Nose Bleed

Student First Aid Nose Bleed

Blood seeping or flowing from the nose is a sure sign of a nose bleed. Causes include nose picking, strenuous nose-blowing or straining on the toilet, infection in the nose, throat or sinuses, allergy or hay fever, a foreign body up the nose, some medications, or a head or face injury.

There are 5 simple steps to applying first aid to a nose bleed:

1. Lean patient forward, pinching their nose between the bridge and nostrils. Maintain pressure for 10-15 minutes using a tissue or damp cloth to absorb the blood. Apply a covered ice pack or cool towel to the back of the neck if tolerated.

2. Have patient spit out blood and breathe only through their mouth.
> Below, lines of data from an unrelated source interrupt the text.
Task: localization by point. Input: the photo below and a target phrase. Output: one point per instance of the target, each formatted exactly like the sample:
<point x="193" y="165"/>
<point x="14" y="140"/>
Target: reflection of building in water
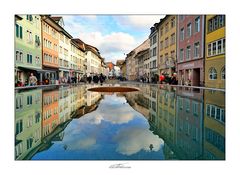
<point x="81" y="90"/>
<point x="50" y="111"/>
<point x="153" y="103"/>
<point x="63" y="104"/>
<point x="189" y="114"/>
<point x="214" y="125"/>
<point x="165" y="121"/>
<point x="167" y="114"/>
<point x="92" y="97"/>
<point x="72" y="99"/>
<point x="138" y="102"/>
<point x="28" y="118"/>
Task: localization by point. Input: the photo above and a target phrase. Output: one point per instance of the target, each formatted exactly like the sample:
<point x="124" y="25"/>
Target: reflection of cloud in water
<point x="132" y="140"/>
<point x="84" y="143"/>
<point x="112" y="109"/>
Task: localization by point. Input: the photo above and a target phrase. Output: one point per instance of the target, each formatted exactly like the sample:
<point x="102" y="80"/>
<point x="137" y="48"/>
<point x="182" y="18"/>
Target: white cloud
<point x="139" y="21"/>
<point x="132" y="140"/>
<point x="83" y="143"/>
<point x="115" y="43"/>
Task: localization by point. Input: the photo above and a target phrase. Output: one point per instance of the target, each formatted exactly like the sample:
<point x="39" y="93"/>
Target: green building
<point x="28" y="119"/>
<point x="27" y="48"/>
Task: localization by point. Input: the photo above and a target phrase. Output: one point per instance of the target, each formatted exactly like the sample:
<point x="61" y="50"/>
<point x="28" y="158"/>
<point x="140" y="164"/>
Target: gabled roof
<point x="80" y="43"/>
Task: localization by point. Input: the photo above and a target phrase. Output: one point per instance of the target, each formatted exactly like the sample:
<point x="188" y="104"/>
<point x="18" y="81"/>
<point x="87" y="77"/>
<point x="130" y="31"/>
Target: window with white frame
<point x="181" y="55"/>
<point x="166" y="28"/>
<point x="166" y="42"/>
<point x="161" y="45"/>
<point x="216" y="22"/>
<point x="172" y="22"/>
<point x="154" y="51"/>
<point x="195" y="108"/>
<point x="182" y="34"/>
<point x="187" y="104"/>
<point x="19" y="149"/>
<point x="29" y="142"/>
<point x="29" y="100"/>
<point x="18" y="30"/>
<point x="173" y="38"/>
<point x="180" y="102"/>
<point x="212" y="73"/>
<point x="29" y="58"/>
<point x="216" y="47"/>
<point x="216" y="112"/>
<point x="196" y="50"/>
<point x="154" y="40"/>
<point x="223" y="73"/>
<point x="19" y="56"/>
<point x="19" y="126"/>
<point x="188" y="53"/>
<point x="29" y="121"/>
<point x="189" y="29"/>
<point x="29" y="37"/>
<point x="197" y="24"/>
If bleeding continues, lean patient forward and pinch nose for another 10 mintues.

3. Reassure and rest patient for half an hour, avoid blowing or picking nose.
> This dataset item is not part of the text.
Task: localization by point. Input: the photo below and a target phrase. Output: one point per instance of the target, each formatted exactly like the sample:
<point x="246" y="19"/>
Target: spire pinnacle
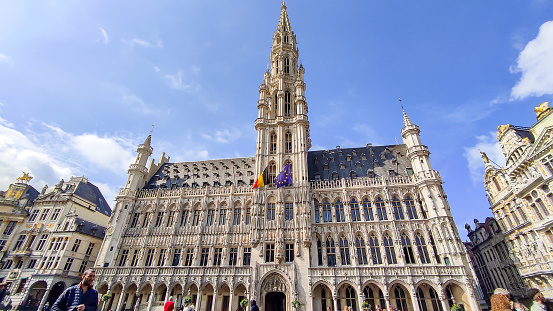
<point x="406" y="120"/>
4. Seek medical assistance if bleeding continues after 20 minutes of pressure.

5. If nose bleed is caused by a head injury, call Triple Zero (000) for an ambulance immediately.


    Frequently Asked Questions

    When should I seek medical assistance? Seek emergency medical assistance if the patient is injured from a blow or knock to the head, there is continuously heavy bleeding or bleeding lasts longer than 15 minutes, breathing is impaired, patient is vomiting blood or taking blood-thinning medication.
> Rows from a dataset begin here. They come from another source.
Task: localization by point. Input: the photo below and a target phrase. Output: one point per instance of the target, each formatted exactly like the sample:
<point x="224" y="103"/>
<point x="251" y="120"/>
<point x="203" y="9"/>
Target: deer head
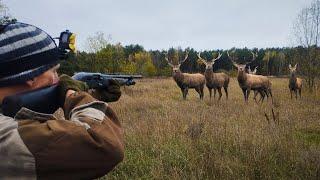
<point x="293" y="70"/>
<point x="209" y="64"/>
<point x="241" y="67"/>
<point x="176" y="68"/>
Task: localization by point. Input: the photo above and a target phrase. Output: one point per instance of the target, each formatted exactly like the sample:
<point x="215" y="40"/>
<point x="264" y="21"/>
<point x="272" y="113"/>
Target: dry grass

    Can a nose bleed be caused by a foreign object up the nose? Young children are known to insert small objects up the nose. In addition to bleeding, there may be an odour or discharge from one nostril, or bad breath. Seek medical assistance to remove the object immediately.

    What first aid supplies do I need to treat a nose bleed? Blood-absorbing products such as gauze swabs, combine dressings and tissues are the most commonly used first aid supplies for nose bleed. There may be a need for hypoallergenic paper tape to fix the dressing to the nose, too. A covered ice pack to the back of the neck will help slow down the flow of blood, and may also relieve some anxiety. The first aider should be wearing disposable gloves when in contact with any body fluid.